Already my plans delayed, I headed towards Nashville.  I wanted to go to the Country Music Hall of Fame, the Jack Daniels distillery, the replica of the Parthenon, etc.  However in the South, when there is a little bit of snow on the ground, everybody panics and roads close down.  The drive from Graceland to Nashville should have taken ~3.5 hours but instead took >7 hours, due to a multi-vehicle collision involving several cars and jack-knifed trailer trucks.

I finally arrived in Nashville at 8 or 9PM and all the attractions were closed.  I was super tired and had to urinate so desperately that I just found a random bar, ordered my late dinner, and then emptied my bladder (in the bathroom).  Like Memphis, every restaurant/bar had a live band performing and that was awesome, although I would have liked to have seen more of the city.

After dinner, I walked past the blocks of music-filled bars and restaurants, then towards some bridges.  It was snowing and cold but it was good to experience the quiet side of Nashville.  I did see something sad though.  I walked by cops talking to a man in quiet voices near the base of the bridge.  I couldn’t hear their conversation, but I saw legs of someone else lying on the ground at the base of the bridge.  Probably some poor homeless person froze to death in the cold while the rest of us were having fun just a couple blocks away.



With a lot of regrets and unfinished business, I left to find a Motel 6 an hour north of Nashville (because the motels/hotels in the city are expensive).  And the highways were in very bad conditions.  Unlike in Chicago where people are prepared for snow through April, Tennessee doesn’t do a great job of clearing the snow from the roads.  The highways had only 1 or maybe 2 lanes partially cleared of snow, and the rest were all covered in snow and ice.  Some of us (including me) occasionally and carefully waded into the icy lanes to pass the slower trucks which I shouldn’t have been doing.  By the Grace of God I made it safely to my Motel 6 where I spent the night as piles of snow continued to fall on my car outside (that I had to clear the next morning).

Simeon Koh


* Special Thanks to Chicago for training me how to drive in snow and ice, as well as doing such a great job clearing the snow so quickly.  I had taken it for granted the last 4 years and learned that life could be so much harder.

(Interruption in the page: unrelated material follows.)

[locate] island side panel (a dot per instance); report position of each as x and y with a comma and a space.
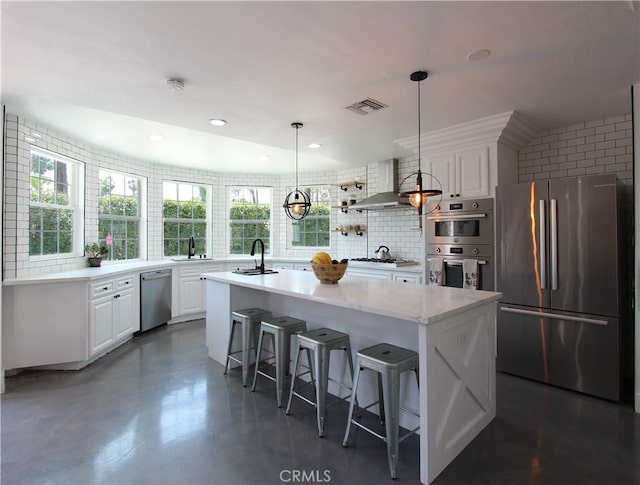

Road Trip from CA to IL – Day 4 (Memphis, TN)


Day 4

After saying good-bye to Derrick, his wife, and their baby, I headed towards Memphis, TN, passing through Arkansas along the way.  Unfortunately, Arkansas isn’t a state to visit, but a state to drive through.  There is nothing for tourists, but offers plenty of scenic driving routes that didn’t fit my direction anyways.

However, there is a giant Korean-style gate and memorial in Little Rock, AK called H.U. Lee International Gate.  It’s to commemorate this Korean guy who lived in Arkansas and founded the American Taekwondo Association.  Never in a million years would I have expected to find anything Korean in Arkansas, but adventure leads you to the least expected discoveries.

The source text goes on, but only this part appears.